LLMs may appear to have these capabilities, but looking “under the hood” indicates otherwise. They don’t reason in the same way as experts who have a deep knowledge of a medical specialty. Instead, they draw conclusions based on probabilities that are derived from text data by stringing together words, phrases, and sentences that appear logical and coherent. And when they are unable to definitively answer a question posed by a user, they sometimes generate confident sounding inaccurate statements because they are trained to fill in the most likely words in a sentence, rather than rely in solid evidence. Essentially, they seek out patterns in their data sets and create content that conforms to these patterns. In the words of ChatGPT 01: “They are maximizing the likelihood of coherent-sounding output—rather than systematically evaluating each claim’s truth.”

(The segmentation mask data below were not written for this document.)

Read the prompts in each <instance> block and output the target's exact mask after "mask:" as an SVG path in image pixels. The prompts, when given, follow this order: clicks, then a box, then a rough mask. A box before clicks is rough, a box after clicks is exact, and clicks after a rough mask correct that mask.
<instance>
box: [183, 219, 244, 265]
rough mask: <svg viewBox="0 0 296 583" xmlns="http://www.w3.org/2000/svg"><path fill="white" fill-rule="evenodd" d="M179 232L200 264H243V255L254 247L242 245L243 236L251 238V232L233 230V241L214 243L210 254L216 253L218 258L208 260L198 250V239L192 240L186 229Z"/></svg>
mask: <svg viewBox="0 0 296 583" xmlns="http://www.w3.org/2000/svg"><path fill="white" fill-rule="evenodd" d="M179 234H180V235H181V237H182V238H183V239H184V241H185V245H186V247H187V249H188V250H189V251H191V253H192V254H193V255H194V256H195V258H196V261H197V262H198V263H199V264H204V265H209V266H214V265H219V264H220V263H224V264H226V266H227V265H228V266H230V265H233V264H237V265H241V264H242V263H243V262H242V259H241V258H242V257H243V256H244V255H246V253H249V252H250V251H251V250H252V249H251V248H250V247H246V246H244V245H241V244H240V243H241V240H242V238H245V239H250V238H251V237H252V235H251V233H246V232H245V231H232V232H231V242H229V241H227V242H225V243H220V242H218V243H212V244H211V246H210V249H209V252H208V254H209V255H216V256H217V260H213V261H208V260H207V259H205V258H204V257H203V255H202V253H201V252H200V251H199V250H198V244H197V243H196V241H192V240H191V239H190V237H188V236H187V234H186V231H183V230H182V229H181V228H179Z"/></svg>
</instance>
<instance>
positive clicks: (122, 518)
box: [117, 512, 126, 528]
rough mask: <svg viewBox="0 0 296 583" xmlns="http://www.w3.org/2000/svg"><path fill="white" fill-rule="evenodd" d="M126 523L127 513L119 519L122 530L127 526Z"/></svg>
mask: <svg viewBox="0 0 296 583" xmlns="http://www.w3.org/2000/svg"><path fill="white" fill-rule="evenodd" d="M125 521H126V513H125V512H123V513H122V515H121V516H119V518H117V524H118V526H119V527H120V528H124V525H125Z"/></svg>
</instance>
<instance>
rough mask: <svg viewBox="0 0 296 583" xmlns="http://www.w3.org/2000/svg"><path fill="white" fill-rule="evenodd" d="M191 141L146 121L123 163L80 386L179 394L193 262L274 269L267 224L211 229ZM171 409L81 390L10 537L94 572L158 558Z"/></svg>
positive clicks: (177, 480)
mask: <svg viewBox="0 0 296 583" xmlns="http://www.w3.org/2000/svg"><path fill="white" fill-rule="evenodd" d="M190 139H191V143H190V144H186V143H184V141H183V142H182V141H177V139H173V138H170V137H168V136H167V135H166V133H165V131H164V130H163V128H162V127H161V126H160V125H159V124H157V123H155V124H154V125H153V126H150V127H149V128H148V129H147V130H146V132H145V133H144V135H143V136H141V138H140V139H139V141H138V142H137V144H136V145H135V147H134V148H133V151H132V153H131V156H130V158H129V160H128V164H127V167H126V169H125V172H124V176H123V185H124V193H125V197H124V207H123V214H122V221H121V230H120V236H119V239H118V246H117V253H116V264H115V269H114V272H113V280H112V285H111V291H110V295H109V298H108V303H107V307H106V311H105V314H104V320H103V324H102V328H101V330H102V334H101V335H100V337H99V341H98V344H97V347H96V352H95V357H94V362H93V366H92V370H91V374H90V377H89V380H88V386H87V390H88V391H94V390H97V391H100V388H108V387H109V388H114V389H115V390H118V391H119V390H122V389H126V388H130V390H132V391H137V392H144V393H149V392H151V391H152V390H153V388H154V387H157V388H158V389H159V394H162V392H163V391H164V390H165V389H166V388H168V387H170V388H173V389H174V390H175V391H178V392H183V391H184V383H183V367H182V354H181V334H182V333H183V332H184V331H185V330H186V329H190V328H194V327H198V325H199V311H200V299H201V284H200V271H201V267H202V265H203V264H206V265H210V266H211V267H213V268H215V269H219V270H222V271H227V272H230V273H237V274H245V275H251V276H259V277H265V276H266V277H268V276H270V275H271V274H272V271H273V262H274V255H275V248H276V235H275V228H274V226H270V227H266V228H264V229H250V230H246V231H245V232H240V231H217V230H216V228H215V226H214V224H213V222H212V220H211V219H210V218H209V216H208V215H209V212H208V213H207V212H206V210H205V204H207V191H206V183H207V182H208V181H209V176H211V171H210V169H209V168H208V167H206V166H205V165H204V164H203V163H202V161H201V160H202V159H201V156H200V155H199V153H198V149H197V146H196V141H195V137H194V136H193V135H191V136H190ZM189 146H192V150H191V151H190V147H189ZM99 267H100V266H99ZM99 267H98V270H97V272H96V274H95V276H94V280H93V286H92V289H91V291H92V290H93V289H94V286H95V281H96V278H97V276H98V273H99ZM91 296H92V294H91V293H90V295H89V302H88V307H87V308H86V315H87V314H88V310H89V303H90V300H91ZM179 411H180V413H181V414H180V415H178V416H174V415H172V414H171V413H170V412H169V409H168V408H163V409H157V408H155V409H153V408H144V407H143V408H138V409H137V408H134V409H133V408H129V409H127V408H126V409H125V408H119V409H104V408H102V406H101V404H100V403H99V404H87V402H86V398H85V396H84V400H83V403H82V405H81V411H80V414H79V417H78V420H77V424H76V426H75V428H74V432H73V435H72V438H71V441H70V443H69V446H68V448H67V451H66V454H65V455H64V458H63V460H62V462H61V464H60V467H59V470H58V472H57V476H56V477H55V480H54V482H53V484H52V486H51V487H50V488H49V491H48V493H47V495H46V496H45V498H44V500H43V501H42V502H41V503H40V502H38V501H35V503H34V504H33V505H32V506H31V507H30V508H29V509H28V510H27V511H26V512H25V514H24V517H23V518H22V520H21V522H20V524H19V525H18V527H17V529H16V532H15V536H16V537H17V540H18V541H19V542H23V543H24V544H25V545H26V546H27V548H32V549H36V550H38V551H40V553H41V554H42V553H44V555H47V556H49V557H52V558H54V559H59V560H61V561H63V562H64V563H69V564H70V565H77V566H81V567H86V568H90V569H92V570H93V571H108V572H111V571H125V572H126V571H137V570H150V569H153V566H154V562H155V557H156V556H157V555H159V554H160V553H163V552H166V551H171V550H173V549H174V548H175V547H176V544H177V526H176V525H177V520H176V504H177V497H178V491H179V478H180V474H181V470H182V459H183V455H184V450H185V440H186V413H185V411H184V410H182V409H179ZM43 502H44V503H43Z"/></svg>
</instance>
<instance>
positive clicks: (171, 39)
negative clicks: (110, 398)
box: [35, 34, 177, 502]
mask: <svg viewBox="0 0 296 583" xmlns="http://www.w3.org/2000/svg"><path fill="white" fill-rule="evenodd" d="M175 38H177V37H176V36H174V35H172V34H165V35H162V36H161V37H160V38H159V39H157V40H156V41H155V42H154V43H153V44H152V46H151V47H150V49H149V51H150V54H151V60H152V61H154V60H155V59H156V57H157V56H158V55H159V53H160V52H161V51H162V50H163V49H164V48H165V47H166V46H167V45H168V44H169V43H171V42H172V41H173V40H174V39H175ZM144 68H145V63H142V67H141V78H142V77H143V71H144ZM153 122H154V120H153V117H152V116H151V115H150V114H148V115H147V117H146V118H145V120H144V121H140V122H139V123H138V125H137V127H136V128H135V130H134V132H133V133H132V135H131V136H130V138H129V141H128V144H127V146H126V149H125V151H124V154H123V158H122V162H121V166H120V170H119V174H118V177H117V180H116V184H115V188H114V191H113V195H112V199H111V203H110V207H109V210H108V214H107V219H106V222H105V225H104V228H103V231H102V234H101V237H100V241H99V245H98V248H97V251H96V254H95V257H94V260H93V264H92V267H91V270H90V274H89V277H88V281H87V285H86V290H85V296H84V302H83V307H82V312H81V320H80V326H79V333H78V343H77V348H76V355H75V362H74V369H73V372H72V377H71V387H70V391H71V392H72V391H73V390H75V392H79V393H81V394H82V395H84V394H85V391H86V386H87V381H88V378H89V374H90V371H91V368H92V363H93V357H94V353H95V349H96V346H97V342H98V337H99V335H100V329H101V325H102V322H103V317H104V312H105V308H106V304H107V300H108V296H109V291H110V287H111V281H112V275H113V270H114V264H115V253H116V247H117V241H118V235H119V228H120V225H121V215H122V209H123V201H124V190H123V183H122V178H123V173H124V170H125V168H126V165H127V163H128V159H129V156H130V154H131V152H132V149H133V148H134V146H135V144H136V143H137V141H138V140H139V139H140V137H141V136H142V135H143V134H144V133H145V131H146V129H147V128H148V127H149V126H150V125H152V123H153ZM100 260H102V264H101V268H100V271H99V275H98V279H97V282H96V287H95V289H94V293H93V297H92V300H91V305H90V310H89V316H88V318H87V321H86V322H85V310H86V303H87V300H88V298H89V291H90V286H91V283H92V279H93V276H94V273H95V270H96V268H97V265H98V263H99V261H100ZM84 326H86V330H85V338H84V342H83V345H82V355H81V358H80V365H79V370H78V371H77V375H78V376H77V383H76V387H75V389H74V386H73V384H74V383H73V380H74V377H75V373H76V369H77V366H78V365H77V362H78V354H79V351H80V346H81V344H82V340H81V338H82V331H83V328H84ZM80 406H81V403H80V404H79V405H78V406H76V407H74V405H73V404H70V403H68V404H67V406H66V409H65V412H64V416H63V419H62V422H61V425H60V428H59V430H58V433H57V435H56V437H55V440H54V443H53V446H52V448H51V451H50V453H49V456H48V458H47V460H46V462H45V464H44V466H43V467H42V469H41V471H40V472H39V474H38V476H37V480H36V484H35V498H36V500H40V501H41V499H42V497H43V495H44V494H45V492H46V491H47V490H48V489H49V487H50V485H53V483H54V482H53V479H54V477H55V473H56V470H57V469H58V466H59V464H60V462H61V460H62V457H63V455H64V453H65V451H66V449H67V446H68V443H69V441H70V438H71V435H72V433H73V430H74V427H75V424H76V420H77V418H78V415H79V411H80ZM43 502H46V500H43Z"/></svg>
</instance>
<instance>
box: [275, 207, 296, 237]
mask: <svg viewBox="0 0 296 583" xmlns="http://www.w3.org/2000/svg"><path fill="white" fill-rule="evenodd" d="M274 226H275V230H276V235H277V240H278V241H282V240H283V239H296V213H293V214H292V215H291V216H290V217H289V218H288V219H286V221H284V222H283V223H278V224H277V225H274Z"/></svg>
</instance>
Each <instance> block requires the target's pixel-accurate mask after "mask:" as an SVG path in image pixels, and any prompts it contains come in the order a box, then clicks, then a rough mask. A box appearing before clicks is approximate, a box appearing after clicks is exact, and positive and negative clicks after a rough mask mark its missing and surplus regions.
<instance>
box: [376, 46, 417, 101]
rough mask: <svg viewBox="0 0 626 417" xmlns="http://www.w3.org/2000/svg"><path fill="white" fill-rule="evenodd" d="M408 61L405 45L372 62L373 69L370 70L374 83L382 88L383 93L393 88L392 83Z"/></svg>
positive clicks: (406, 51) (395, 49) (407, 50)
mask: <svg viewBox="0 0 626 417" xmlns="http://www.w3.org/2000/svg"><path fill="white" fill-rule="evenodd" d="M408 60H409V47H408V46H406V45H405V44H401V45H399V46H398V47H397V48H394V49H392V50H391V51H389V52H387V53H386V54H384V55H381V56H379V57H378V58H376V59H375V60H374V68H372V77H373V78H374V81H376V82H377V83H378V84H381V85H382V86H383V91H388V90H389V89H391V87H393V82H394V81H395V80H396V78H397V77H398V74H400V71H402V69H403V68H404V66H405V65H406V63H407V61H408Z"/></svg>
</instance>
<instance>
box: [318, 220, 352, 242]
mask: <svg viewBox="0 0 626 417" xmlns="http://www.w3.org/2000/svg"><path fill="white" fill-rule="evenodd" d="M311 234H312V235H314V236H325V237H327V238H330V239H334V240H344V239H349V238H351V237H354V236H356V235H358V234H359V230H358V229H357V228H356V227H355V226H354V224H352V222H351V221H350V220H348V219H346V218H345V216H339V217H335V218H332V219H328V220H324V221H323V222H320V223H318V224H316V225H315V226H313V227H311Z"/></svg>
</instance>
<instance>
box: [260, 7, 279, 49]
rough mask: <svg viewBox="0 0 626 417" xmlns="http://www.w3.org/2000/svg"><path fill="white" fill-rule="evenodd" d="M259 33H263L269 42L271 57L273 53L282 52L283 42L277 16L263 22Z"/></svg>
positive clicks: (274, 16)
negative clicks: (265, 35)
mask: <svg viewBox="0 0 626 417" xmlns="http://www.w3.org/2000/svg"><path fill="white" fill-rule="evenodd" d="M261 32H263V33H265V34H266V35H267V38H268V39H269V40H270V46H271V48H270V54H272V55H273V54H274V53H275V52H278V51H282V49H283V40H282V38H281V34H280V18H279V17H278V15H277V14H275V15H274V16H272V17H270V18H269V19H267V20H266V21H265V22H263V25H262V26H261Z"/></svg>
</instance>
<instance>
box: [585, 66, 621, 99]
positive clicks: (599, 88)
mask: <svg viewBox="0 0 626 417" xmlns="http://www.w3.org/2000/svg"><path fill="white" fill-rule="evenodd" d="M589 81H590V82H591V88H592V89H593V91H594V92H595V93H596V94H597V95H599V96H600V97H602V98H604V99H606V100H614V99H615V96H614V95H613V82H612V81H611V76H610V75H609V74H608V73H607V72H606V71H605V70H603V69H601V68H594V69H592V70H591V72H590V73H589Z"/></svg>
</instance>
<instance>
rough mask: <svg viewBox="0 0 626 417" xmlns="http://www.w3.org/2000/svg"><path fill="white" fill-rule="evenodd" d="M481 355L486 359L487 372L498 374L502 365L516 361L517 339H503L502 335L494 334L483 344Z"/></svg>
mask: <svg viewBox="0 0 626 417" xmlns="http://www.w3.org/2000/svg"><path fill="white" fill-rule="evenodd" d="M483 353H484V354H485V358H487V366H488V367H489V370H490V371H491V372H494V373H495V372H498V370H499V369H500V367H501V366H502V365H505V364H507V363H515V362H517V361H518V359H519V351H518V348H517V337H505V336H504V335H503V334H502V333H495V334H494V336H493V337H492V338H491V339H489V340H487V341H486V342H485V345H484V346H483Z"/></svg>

In contrast, clinical decision support systems are derived from explicit, validated rules and transparent chains of inference that have been tested by clinicians and derived from their experience with real patients and their analysis of peer-reviewed medical studies. That is not to suggest that every diagnostic or therapeutic statement from an expert system is always right. Misdiagnosis remains a persistent problem in healthcare, which is why LLMs can play a useful role as an assistant.
Although the evidence doesn’t support the belief that LLMs can serve as autonomous reasoning engines, case reports suggest that at times they can match or even exceed the average clinician’s ability to make accurate diagnoses. Consider one example.
Issac Kohane, M.D., PhD, a pediatric endocrinologist and informatics expert, was called in to consult on a newborn with hypospadias, which affects a patient’s genitals. When he typed in the boy’s signs and symptoms and queried Gpt-4 for possible differential diagnoses, the LLM offered several options, including congenital adrenal hyperplasia (CAH), androgen insensitivity syndrome, and other rather esoteric disorders. Then, Dr. Kohane refined his prompt by adding the child’s hormone levels and the fact that an abdominal ultrasound revealed the baby had a uterus. The chatbot concluded that CAH was the most likely diagnosis and provided a detailed explanation of the likely pathophysiology. (A complete write up of the case is available in The AI Revolution in Medicine: GPT-4 and Beyond.) When Kohane did additional genetic testing, he confirmed CAH, pointing out that 99% of practicing physicians probably would not have made the diagnosis.
Of course, this example conceals that fact that many times ChatGPT gets it wrong, which is why developers, including Mayo Clinic, are working on creating more trustworthy assistants. Until that day arrives, it makes sense to use available Chatbots cautiously, refining prompts with carefully thought-out questions.